Ability of N-tert-butyl alpha phenylnitrone (PBN) to be used in isolated perfused heart spin trapping experiments: preliminary studies.

The aim of this study was to investigate the possibility of oxygen-free radical spin trapping with PBN, in models of isolated perfused hearts. Preliminary studies reported here demonstrate that (i) PBN may be precisely measured with UV spectroscopy, (ii) commercially available PBN does not show any ESR signal, (iii) PBN does not trap significant amounts of free radicals in a perfusion medium oxygenated for at least 3 h, and (iv) when added at 15 or 56 mM in the perfusion medium, PBN is a highly toxic compound, whereas no toxic effect was observed with 3mM-containing perfusate.

[Metabolic disorders generated by myocardial ischemia: implication of oxygen free radicals]. / Perturbations métaboliques engendrées par l'ischémie myocardique: implication des radicaux libres de l'oxygène.

A process of myocardial ischemia is developed when there is an imbalance between the tissues needs and the supply in coronary arterial blood. This imbalance causes rapidly a cascade of biochemical and metabolic events which, when the ischemia is particularly severe and extended, may lead, at the end, to tissue necrosis. However, the factors responsible for cellular death are still not precisely known and it seems, from the recent experimental results, that the exacerbated production of free radicals derived from oxygen could be one of the elements implicated in the initiation of the necrotic process. This article proposes to describe the various disturbances of the myocardial metabolism induced by the ischemic process and to consider the eventual role of the oxygen free radicals in the development of these alterations.

[Perspectives of in-situ measuring of oxygen free radicals]. / Perspectives de mesure in situ des radicaux libres de l'oxygène.

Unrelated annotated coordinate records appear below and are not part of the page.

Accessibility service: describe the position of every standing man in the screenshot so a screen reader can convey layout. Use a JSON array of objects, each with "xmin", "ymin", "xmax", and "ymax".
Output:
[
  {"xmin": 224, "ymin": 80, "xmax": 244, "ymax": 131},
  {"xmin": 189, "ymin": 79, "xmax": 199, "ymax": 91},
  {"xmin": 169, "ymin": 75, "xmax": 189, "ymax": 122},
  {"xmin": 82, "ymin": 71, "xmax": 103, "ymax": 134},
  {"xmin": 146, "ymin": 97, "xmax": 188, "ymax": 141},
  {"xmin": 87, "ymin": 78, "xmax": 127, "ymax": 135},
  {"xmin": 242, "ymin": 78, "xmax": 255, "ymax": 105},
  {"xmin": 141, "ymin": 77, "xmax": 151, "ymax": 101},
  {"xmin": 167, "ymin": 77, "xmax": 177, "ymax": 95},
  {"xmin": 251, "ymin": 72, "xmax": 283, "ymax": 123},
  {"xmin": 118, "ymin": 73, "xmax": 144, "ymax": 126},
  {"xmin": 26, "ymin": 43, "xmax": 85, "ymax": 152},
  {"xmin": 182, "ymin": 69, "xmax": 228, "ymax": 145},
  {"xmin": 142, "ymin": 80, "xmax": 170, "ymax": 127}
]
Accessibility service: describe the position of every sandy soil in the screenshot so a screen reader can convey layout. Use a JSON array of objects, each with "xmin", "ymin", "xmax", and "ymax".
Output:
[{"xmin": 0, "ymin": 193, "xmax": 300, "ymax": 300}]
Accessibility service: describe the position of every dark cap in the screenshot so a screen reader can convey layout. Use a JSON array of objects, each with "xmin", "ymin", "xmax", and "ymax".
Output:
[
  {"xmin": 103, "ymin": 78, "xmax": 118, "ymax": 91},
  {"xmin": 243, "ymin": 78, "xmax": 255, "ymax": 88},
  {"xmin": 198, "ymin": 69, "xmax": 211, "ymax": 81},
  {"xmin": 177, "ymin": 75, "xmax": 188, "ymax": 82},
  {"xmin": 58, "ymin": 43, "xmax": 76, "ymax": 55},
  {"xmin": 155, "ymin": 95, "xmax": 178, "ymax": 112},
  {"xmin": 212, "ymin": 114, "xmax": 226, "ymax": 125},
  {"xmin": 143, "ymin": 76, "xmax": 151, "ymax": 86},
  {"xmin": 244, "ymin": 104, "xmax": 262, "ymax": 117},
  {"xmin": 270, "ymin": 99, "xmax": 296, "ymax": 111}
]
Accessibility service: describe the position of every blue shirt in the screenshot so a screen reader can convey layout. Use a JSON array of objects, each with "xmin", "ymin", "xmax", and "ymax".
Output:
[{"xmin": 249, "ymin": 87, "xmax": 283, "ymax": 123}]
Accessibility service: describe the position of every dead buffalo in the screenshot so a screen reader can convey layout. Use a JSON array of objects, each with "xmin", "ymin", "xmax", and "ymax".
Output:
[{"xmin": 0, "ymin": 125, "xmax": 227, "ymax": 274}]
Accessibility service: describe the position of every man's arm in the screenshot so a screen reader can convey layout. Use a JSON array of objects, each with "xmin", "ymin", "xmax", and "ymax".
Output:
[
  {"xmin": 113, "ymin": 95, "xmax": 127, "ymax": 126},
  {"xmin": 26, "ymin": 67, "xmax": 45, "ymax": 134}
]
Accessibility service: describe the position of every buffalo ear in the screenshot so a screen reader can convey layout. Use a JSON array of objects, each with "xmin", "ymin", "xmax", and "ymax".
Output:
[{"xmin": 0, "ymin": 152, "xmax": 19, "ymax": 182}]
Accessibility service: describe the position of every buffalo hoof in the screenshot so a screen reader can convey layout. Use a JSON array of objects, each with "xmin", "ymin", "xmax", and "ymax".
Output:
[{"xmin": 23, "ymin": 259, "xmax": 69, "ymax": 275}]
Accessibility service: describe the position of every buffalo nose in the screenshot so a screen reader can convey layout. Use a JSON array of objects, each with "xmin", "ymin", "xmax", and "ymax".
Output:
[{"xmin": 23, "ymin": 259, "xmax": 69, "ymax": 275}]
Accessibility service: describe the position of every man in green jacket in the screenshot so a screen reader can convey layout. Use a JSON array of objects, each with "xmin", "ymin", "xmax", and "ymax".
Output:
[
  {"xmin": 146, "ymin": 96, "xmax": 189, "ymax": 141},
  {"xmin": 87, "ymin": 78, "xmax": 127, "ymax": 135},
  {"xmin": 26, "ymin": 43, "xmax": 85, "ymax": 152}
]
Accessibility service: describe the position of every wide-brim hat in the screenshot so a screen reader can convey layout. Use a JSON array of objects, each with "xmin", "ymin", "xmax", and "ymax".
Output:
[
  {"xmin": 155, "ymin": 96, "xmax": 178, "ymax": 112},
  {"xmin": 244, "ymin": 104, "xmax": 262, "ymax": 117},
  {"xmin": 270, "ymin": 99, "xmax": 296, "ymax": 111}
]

It has been proposed that the oxygen free radicals (superoxide and hydroxyl radicals), could be partially responsible for the appearance of cellular alterations in the course of various pathological situations. It has not been possible to measure these kinds of radicals because of their very short life span and the very low concentrations present in the tissues. The paramagnetic electronic resonance (PER), of which the principle lies on the specific detection of free radicals, proves, however, to be ill suited for the measurement of the oxygen free radicals, because of an insufficient sensitivity. This sensitivity may be increased with the "spin trapping" technique, the principle of which is to use a trapping component able to be associated to the unstable radical to form a stable product, which accumulates then in the tissues up to a concentration higher than the detection threshold in PER.